Lee Yue Heng said...
This comment has been removed by the author.
Lee Yue Heng said...

Venerable Dhammika:

This is not really on-topic, but your writing about religion and morality reminded me of a recent incident at the Buddha Dhamma Mandala Society, during Venerable Thubten Chodron's talk about desires. During the Q and A session, you read out a question from an anonymous person. The wording was less than grammatically perfect and you rather sarcastically advised the person to go for English classes.

I don't think that was very nice. One would expect more tact from a Buddhist monk with years of training in meditation.

ricoBaby said...

religion can bring out the best and worst from people

ricoBaby said...

PS: this is me,Richard by the way

Soe am i said...

Yueheng's comment brought this question to mind: what is the relationship between empathy and morality? I was not present to witness bhante's sarcasm but I believe more often than not he does so in jest. I do not know if years of monkhood and meditation would wash away one's personality quirks. Bhante probably won't conform to the social norm of trying to please everyone but if intended to benefit, i'm sure bhante would welcome suggestions. Right bhante?

Shravasti Dhammika said...

Mmmm. Interesting. So was it sarcasm mistaken for humor, humor mistaken for sarcasm or humorous sarcasm?

Lee Yue Heng said...

I recorded part of the talk and here's what happened.
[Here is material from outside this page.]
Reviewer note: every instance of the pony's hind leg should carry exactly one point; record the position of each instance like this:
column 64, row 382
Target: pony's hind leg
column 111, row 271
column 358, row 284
Venerable Dhammika was reading out a written query from one of the audience: "Does it mean that we should always be happy even...we have or do not have the things that we desire or (indistinct)...not how we (indistinct)..." Venerable Dhammika then said : "I would say, first of all, visit an English class and learn more ok English." Some members of the audience laughed, but I did not find it amusing.
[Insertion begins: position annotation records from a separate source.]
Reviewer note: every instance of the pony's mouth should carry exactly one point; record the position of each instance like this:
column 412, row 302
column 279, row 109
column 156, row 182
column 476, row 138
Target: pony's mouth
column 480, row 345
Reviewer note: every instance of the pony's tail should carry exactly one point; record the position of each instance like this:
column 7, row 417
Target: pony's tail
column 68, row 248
One of my friends - a non-Buddhist- who came for the talk was taken aback and thought the "joke" was rude and uncalled for.

If a moderator at a secular event had done something like that, it would certainly be considered discourteous. But should the moderator get a free pass just because he wears the robes of a Buddhist monk?

Soe am i said...

A translation of verse in the dhammapada goes "Should one find a man who points out faults and who reproves, let him follow such a wise and sagacious person as one would a guide to hidden treasure. It is always better, and never worse, to cultivate such an association."

http://www.buddhanet.net/e-learning/buddhism/dp06.htm

So no one should get a free pass and the buddhist concept of kamma does not differentiate based on occupation, popularity, age, sexual orientation, sense of humor, IQ, wealth, health etc.